The system that we debugged

In one of our services, we had a scheme where we construct rules, where each rule is activated if it matches one or more regular expression patterns. For example, the following rule would be “activated” by master, staging-alpha, or release-3, but it wouldn’t be activated by feature/new-icons.

rule:
  name: "non-feature-branches"
  patterns:
    - /^master$/
    - /^staging-.*$/
    - /^release-3$/

We were using this system to activate some features based on git branch names, as you could already guess by the previous examples. A repository has multiple rules in this context.

We encoded this information in the following SQL tables:

table repository (
  id   integer
  name string
)

table rules (
  id      integer
  repo_id integer
  name    string
)

table patterns (
  rule_id integer
  term    string
)

The following query would list rules that are activated by a branch name:

SELECT id FROM rules
WHERE rules.repo_id = ($1) AND EXISTS (
  SELECT 1 FROM patterns
  WHERE rule.id = patterns.rule_id AND ($2) ~ pattern.term
)

The bug

As stated in the intro, the SQL error was invalid regular expression: quantifier operand invalid which happens if you have an invalid regular expression in a SQL select statement. In our case, the poisonous regular expression was *, which is invalid, and should be .*.

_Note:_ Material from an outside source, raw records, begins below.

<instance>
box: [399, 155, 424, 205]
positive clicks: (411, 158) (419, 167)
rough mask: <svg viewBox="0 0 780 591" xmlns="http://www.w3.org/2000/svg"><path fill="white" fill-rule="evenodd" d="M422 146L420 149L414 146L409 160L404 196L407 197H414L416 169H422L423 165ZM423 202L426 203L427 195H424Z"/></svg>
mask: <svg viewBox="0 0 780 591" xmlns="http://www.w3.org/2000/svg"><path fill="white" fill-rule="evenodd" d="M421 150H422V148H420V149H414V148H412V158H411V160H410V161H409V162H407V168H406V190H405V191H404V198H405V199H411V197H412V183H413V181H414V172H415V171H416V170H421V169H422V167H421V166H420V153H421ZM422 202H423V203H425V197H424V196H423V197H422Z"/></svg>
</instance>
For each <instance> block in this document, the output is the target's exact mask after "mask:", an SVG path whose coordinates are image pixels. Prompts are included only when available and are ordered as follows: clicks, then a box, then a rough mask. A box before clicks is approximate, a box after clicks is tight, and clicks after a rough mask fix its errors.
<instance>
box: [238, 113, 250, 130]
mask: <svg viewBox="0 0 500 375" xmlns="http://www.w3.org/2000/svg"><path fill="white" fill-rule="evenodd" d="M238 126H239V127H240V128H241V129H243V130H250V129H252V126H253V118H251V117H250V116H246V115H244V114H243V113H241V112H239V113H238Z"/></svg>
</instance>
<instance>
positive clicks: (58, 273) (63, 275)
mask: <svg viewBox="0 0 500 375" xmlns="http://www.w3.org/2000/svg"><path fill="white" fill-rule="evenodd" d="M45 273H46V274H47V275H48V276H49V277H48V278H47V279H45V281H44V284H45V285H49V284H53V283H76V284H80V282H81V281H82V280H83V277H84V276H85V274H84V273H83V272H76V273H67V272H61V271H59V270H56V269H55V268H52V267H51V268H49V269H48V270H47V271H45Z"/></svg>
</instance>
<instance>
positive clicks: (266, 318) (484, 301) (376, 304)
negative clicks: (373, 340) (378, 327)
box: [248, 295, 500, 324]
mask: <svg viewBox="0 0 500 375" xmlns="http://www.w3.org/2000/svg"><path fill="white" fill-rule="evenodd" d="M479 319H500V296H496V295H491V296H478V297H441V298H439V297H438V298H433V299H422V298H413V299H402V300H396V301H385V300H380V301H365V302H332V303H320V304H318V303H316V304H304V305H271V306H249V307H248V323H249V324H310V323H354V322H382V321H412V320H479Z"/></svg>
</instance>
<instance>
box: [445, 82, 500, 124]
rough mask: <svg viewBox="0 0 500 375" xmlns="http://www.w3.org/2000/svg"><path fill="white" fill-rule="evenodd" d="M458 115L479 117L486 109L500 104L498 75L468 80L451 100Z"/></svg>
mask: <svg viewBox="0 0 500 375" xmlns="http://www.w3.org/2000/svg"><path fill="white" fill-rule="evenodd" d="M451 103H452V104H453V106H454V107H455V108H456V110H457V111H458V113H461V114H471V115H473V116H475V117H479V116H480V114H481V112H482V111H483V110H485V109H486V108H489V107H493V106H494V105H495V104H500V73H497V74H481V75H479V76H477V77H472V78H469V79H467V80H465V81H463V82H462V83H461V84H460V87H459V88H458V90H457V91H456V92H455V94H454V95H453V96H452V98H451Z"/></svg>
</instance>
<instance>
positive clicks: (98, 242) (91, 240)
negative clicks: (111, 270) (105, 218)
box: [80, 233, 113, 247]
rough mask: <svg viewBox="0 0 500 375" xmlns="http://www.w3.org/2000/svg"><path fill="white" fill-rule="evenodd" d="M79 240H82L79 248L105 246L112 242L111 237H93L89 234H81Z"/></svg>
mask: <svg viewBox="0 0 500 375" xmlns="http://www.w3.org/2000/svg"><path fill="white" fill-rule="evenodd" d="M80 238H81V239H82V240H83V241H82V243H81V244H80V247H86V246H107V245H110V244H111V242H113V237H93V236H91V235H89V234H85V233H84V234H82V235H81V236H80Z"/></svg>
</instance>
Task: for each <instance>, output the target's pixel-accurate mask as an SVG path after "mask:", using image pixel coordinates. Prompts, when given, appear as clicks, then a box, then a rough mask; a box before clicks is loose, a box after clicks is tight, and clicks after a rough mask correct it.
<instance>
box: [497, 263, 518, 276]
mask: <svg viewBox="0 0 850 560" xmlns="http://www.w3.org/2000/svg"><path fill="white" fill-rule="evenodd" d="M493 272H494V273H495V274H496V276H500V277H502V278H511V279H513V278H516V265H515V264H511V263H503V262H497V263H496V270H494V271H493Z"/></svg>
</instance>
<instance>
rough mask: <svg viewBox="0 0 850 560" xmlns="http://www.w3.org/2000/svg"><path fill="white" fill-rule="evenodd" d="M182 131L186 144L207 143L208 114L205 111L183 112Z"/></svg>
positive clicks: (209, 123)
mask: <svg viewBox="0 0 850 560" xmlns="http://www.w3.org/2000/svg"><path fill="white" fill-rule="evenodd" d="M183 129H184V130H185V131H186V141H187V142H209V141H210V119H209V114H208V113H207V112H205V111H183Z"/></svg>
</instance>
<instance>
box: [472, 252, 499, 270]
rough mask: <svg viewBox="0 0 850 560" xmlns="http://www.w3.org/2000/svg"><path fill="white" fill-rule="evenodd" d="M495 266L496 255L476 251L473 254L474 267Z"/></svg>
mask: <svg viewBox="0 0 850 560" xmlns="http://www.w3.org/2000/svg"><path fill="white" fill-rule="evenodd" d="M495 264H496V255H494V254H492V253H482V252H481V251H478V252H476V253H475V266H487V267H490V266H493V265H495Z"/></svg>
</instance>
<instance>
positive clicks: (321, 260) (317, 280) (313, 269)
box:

The weird part was that the pattern was not part of the repository we were filtering, and we were totally baffled why it is raised, if it should never even be tested.

Here is our assumptions how the following query should have worked:

SELECT id FROM rules
WHERE rules.repo_id = ($1) AND EXISTS (
  SELECT 1 FROM patterns
  WHERE rule.id = patterns.rule_id AND ($2) ~ pattern.term
)

First, we filter only repositories that we are interested in with rules.repo_id = ($1)
Then, we find the patterns associated with that subset with rule.id = patterns.rule_id in the inner query
Finally, we filter that subset with the innermost regex match ($2) ~ pattern.term

Based on the previous assumption, and order of operations, even if we had a broken rule in our system, it would only affect repositories that are using that rule, but no others.

This was false. The order of operations is different in SQL, as there is no short-circuiting between AND statements in an SQL query.

How to prove that short-circuiting is not working?

We hypothesised that short-circuiting is not working, but we needed a proof. SQL explain and explain analyse helped us to prove our hypothesis.

EXPLAIN SELECT id FROM rules
        WHERE rules.repo_id = ($1) AND EXISTS (
          SELECT 1 FROM patterns
          WHERE rule.id = patterns.rule_id AND ($2) ~ pattern.term
        );

---

Nested Loop Semi Join  (cost=0.14..19.05 rows=1 width=16)
  Join Filter: (rules.id = patterns.rule_id)
  ->  Index Scan using rules_repo_id_index on rules (cost=0.14..8.16 rows=1 width=16)
        Index Cond: (repo_id = 1)
  ->  Materialize  (cost=0.00..10.88 rows=1 width=16)
        ->  Seq Scan on patterns  (cost=0.00..10.88 rows=1 width=16)
              Filter: ('master'::text ~ (term)::text)

Turns out the actual order of operations is:

First, the whole rules table is filtered based on repo_id = 1.
Then, then we find the first pattern that matches 'master'::text ~ (term)::text
Finally, the join filter rules.id = patterns.rule_id is applied to combine the results

This was obviously in direct contradiction to our basic assumption that SQL follows AND joins in order they appear, and short circuit if the first expression is false.